OUR HEARTS go out to all those families and businesses now counting the cost of some of the worst floods in this county’s history. Theirs is a nightmare which will last for many months as they begin the thankless task of repairing properties which suffered untold damage when rivers burst their banks, and breached defences where they exist, after rising to record levels.
The only comfort, as victims come to terms with this personal – and economic – catastrophe, is that they were spared an even greater disaster by the emergency services, and other agencies like the Army, who worked tirelessly to rescue stricken people. They even deployed boats and then waded waist high through dangerous currents to reach the most vulnerable in their hour of need. They are all heroes in the truest sense of this over-used word and were helped by those public-spirited residents who offered invaluable assistance.
This community spirit, so self-evident in Cumbria and Lancashire recently, will be critical in the coming days and weeks so the affected areas, large and small alike, can pick up the pieces and enable shops and businesses to reopen their doors at the first opportunity.
If only the same could be said for the Government’s response to this crisis – and previous incidents of flooding. For, while David Cameron did acknowledge the scale of a disaster now predicted to cost the national economy up to £1.5bn, his sincerity masks his administration’s abiding failure to take this issue sufficiently seriously.
The Prime Minister repeatedly used the word ‘unprecedented’ to describe this winter’s storms. Yet every fortnight brings ‘unprecedented’ levels of new flooding and the same pious platitudes from politicians, like Environment Secretary Liz Truss, whose rhetoric is increasingly economical with the truth.
For, while Ms Truss is right to highlight the real terms increase in the amount her department, Defra, has allocated for flood defences, she chooses to overlook the fact that many schemes are subject to partnership funding from councils and other agencies whose budgets have been decimated by spending cuts.
The disingenuous Environment Secretary was also the first Minister to sign on the dotted line when it came to the Chancellor’s spending review.
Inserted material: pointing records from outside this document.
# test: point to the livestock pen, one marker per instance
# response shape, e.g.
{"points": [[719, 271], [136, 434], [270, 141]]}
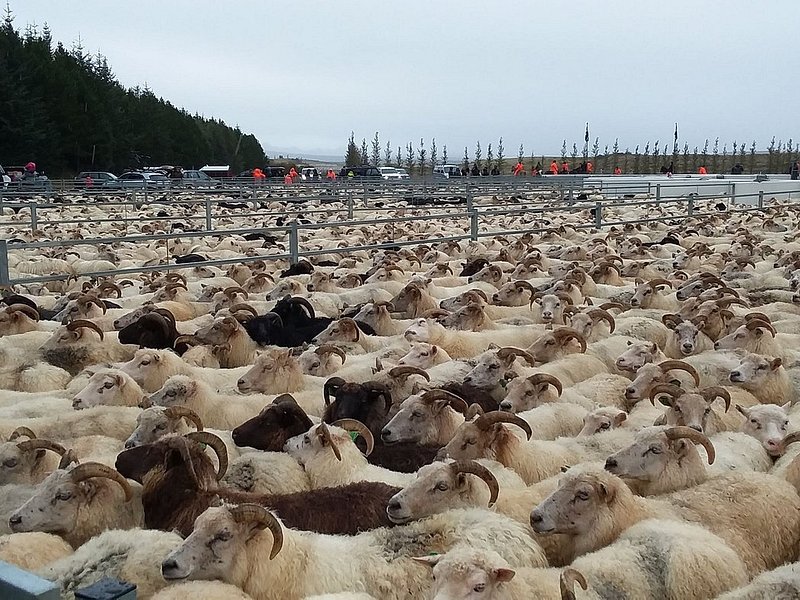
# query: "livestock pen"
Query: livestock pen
{"points": [[468, 368]]}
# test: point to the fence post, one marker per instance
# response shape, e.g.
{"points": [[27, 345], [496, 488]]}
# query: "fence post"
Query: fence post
{"points": [[294, 247], [4, 278], [473, 225]]}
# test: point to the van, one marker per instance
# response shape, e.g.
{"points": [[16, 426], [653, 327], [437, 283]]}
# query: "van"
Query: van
{"points": [[447, 171]]}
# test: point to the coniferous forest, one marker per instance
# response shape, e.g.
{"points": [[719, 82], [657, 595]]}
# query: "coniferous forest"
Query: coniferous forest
{"points": [[66, 111]]}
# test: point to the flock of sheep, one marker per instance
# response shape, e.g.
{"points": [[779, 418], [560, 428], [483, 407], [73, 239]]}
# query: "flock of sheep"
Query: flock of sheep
{"points": [[575, 413]]}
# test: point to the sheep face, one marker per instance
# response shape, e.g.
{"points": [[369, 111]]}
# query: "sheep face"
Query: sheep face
{"points": [[465, 574], [524, 394], [768, 423], [754, 370], [17, 465], [211, 549], [273, 426], [490, 369], [637, 355], [422, 330], [648, 456], [285, 287], [602, 419], [104, 388], [421, 355], [13, 322], [55, 505], [178, 390], [272, 370], [151, 425], [580, 500], [438, 488], [690, 410], [219, 332]]}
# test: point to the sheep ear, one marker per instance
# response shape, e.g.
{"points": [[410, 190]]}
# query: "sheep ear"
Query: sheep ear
{"points": [[430, 561], [503, 575]]}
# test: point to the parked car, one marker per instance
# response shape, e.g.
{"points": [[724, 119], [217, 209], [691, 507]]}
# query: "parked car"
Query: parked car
{"points": [[197, 179], [393, 173], [138, 180], [98, 177], [362, 172], [447, 171]]}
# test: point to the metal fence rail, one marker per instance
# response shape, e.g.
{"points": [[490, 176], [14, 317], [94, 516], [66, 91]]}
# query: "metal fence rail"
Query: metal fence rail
{"points": [[471, 221]]}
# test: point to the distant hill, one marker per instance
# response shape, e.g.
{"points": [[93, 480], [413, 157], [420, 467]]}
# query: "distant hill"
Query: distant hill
{"points": [[66, 111]]}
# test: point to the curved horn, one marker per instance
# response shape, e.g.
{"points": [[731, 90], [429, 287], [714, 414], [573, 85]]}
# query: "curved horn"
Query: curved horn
{"points": [[19, 432], [714, 392], [599, 314], [497, 416], [93, 469], [325, 434], [253, 513], [755, 323], [669, 365], [569, 577], [25, 309], [538, 378], [567, 333], [676, 433], [330, 387], [506, 350], [396, 372], [665, 388], [475, 468], [179, 412], [235, 289], [331, 349], [245, 307], [79, 323], [36, 444], [357, 426], [216, 444]]}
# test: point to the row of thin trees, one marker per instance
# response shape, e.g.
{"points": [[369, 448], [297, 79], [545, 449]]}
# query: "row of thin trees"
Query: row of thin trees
{"points": [[420, 159]]}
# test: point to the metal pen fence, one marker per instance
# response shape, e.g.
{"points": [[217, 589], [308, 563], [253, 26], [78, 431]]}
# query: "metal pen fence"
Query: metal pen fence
{"points": [[471, 220]]}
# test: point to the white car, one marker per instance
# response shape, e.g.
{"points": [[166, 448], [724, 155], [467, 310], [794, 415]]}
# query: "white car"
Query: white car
{"points": [[393, 173]]}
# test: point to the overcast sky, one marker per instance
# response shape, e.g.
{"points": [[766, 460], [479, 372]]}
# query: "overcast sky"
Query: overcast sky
{"points": [[301, 75]]}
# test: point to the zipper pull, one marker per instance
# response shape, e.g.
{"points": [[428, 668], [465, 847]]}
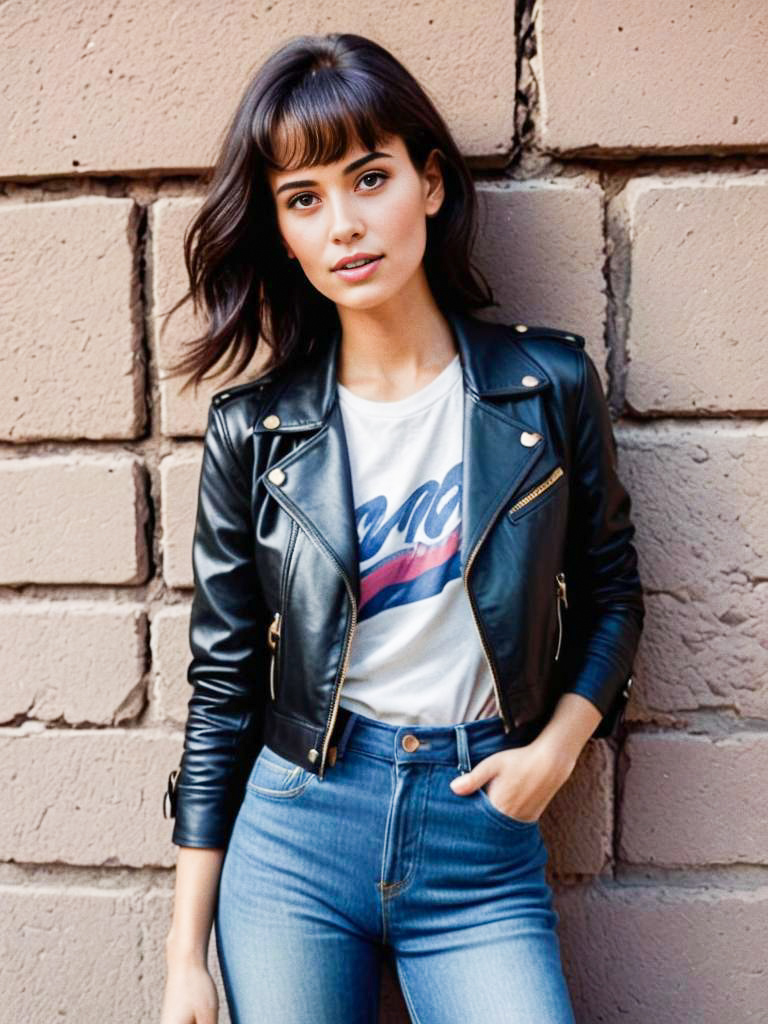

A more adept politician would have fought, tooth and nail, to ensure that investment was sufficient to appease those who believe that the UK’s overseas aid budget should be used to pay for flood prevention schemes here.
Yet, while the very best defences may not have withstood these torrents, it is right that the Prime Minister instigates an urgent review of his Government’s policy – not only must money be spent effectively but the defences must be effective and benefit those communities flooded on a regular basis.
Nothing should be off the table, whether it be the actual level of infrastructure investment, the inevitable rise in insurance premiums, the effectiveness of early warning systems, deficiencies with antiquated drains, the senseless building on flood plains and the dredging and maintenance of Yorkshire’s rivers and streams. The urgency of this exercise dictates that preliminary findings should be presented to Parliament next month.
In the meantime, Mr Cameron needs to remember that Yorkshire and the North will not become an economic powerhouse if left to the mercy of “unprecedented” weather events because past and present governments failed to invest in adequate flood defences and contingency planning. The Prime Minister should be aware that the cost of inaction is greater expense in the long-term, and even more heartache for those families on the flooding frontline. It’s time for the political tide to turn, starting now.